References

Laan DV, Vu TDN, Thiels CA Chest wall thickness and decompression failure: a systematic review and meta-analysis comparing anatomic locations in needle thoracostomy. Injury. 2015; 47:(4)797-804 https://doi.org/10.1016/j.injury.2015.11.045

UK Ambulance Services Clinical Practice Guidelines 2013.Bridgwater: Class Professional Publishing; 2013

Should we consider the use of alternative sites for needle thoracostomy?

02 May 2016
Volume 8 · Issue 5

In the absence of advanced practitioners on scene, needle thoracostomy (NT) is the only treatment modality currently widely available to paramedics in order to relieve tension pneumothorax. Both ATLS and JRCALC guidelines (Association of Ambulance Chief Executives, 2013) recommend that for NT, a cannula be placed at the second intercostal space at the mid-clavicular line (ICS2-MCL). This paper, however, cites a number of difficulties associated with NT at this site, namely, variable chest wall thickness (CWT) and inability of practitioners to identify the correct anatomical location. Commonly used alternative sites consist of the 4th/5th intercostal space, mid axillary line (ICS4/5-MAL) and 4th/5th intercostal space, anterior axillary line (ICS 4/5-AAL).

The researchers conducted a literature review to determine a sufficiently powered mean of CWT at the three possible insertion sites (ICS2-MAL, ICS4/5-MAL, ICS4/5-AAL). They also searched for studies of failure rates for NT. This systematic review followed standards for PRISMA (Preferred Reported Items for Systematic Reviews and Meta-Analyses) and MOOSE (Meta-analysis of Observational Studies in Epidemiology). A literature search was conducted using multiple databases from the point they first became available up to 24 July 2014. Studies on CWT must have determined CWT using either computer tomography or by direct means using a cadaver. NT studies were required to use a 5 cm angiocatheter only.

A total of 15 studies of CWT were selected for inclusion, between them they measured a total of 6 192 anatomic sites of insertion. The mean CWT (95% CI) was 42.79 mm at ICS2-MCL, 39.85 mm at ICS4/5-MAL and 34.33 at ICS4/5 AAL (p=.08). Further differences were found between females and males with mean CWT at ISC2-MCL being 43.3 mm in women versus 35.6 mm in men (p=.01), CWT at ICS 4/5 MAL was reported as 38.3 mm in women and 32.6 mm in men (p=.02). No studies were found that evaluated gender differences at ICS4/5 AAL.

Despite differences in CWT, the researchers reported that these differences were not statistically significant (p=.08), citing the scarcity of good-quality research as a primary reason the study was unable to reach statistical significance.

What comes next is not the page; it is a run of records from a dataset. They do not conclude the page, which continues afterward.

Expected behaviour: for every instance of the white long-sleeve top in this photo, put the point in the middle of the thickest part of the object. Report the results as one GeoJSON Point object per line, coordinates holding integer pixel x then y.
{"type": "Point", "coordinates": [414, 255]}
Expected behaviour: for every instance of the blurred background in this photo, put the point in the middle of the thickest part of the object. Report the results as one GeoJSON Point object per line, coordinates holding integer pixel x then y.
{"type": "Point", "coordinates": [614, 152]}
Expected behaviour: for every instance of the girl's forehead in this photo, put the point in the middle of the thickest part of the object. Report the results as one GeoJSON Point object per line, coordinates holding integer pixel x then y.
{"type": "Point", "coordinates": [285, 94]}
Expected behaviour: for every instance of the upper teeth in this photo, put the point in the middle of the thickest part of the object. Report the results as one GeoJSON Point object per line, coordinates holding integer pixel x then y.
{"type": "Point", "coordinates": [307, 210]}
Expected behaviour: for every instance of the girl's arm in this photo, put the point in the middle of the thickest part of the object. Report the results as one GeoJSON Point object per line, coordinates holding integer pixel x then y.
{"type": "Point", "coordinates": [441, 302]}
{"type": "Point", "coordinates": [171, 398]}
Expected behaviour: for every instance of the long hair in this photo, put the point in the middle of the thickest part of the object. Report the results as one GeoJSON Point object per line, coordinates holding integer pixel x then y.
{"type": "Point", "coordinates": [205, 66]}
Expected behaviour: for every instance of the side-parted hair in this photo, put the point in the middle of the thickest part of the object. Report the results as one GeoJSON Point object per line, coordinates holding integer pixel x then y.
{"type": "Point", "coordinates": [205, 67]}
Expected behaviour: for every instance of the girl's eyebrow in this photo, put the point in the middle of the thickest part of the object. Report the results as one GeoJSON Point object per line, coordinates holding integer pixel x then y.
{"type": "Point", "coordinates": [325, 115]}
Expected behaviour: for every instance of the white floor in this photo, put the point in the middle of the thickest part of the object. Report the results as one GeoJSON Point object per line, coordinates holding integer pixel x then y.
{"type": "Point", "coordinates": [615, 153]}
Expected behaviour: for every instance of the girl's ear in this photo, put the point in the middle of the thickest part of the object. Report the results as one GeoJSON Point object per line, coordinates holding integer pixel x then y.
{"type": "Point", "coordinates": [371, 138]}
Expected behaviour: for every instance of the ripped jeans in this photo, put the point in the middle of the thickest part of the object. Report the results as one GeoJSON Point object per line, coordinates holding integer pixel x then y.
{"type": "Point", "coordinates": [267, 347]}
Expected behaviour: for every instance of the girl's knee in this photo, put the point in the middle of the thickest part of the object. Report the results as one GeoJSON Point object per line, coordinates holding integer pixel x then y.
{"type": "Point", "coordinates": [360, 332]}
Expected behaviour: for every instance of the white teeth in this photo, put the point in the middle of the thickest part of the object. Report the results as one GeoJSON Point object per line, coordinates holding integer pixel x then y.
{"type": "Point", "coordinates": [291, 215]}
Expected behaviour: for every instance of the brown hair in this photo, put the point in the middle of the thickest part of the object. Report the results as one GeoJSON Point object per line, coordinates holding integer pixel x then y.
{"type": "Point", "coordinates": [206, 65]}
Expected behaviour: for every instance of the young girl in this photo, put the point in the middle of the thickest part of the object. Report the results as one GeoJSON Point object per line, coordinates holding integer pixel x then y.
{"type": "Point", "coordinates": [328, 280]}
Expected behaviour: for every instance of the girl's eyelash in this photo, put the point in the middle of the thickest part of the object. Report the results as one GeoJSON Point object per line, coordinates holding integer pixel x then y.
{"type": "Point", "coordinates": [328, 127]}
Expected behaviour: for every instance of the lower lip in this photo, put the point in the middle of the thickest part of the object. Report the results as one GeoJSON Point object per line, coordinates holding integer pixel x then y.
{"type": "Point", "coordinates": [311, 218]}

Mean NT failure rates were reported as 38% at ICS2-MCL, 31% at ICS4/5-MAL and 13% at ICS4/5-AAL (p=.01), demonstrating that the failure rate of NT at ICS2-MCL was higher than that at ICS4/5 - MAL and ICS4/5 - AAL (p=.01). From observational studies the lowest predicted failure rate was found in ICS4/5-AAL. With this in mind, the authors recommended that practitioners consider alternative sites when first attempt at decompression fails or in a patient with large predicted CWT.

The study goes on to identify a number of secondary factors that could influence NT failure rates, including the effects of sex, BMI and ethnicity. They also speculate on the use of 8 cm needles as opposed to 5 cm; however, they advise caution given the potential for increased risk of injury to underlying structures.

The authors identify a number of limitations such as radiologically it is not possible to measure the mobility of soft tissues, e.g. breast tissue which could be retracted to decrease CWT, or the effect of tension pneumothorax pathophysiology on CWT. Further to this, the researchers identify that the current research available was limited and highly variable in quality and findings.

The paper raises questions over the best site of insertion for NT. While failure rates are lower at alternative insertion sites it would seem prudent for further research to determine whether there is increased risk of injury at these sites, before any widespread changes to current clinical practice are made.